- Leader: Manuel Gasparyan
- Founded: 2006
- Headquarters: Yerevan
- National Assembly: 0 / 107

= Democratic Way Party =

The Democratic Way Party (Ժողովրդավարական ուղի կուսակցություն), also known as the People's Way party or Democratic Path, is a political party in Armenia. It is led by Manuel Gasparyan.

==History==
The Democratic Way Party was founded in 2006 and is led by Manuel Gasparyan, a former member of parliament and son of Manuk Gasparyan, the founder of the party. The party was a former member of the Armenian National Congress. The party currently has no representation in the National Assembly and acts as an extra-parliamentary force.

Prior to the 2018 Armenian parliamentary election, the party announced its support and endorsement of the Sasna Tsrer Pan-Armenian Party.

The party boycotted the 2021 Armenian parliamentary elections, claiming the election would be rigged. In December 2021, the party signed a declaration with over a dozen other political parties calling on the government to respect democracy and human rights in the country.

==Electoral record==

===National elections===
The party participated in the 2007 Armenian parliamentary election, winning 1.05% of the vote.

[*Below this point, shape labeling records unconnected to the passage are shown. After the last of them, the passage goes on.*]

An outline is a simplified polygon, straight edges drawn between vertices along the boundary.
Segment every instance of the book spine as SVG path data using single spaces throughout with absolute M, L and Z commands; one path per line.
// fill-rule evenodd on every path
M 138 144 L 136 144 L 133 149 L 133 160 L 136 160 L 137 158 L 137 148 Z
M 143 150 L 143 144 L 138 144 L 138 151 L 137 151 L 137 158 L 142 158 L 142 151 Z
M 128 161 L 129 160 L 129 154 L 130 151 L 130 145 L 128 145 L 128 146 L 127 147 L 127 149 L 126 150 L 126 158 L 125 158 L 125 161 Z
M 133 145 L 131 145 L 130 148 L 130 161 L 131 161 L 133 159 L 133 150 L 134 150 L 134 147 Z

The party participated in the 2012 Armenian parliamentary election, winning 0.36% of the vote.

===Local elections===
Several party members participated in the 2013 Yerevan City Council election, under the Heritage party's Hello Yerevan alliance. The alliance came in third place, winning 8.48% of the vote.

The party participated in the 2018 Yerevan City Council election and nominated Manuel Gasparyan to run for mayor of Yerevan. Following the election, the party won just 0.22% of the popular vote, failing to win any seats in the Yerevan City Council. The party released a statement after the election congratulating Prime Minister Nikol Pashinyan's My Step Alliance.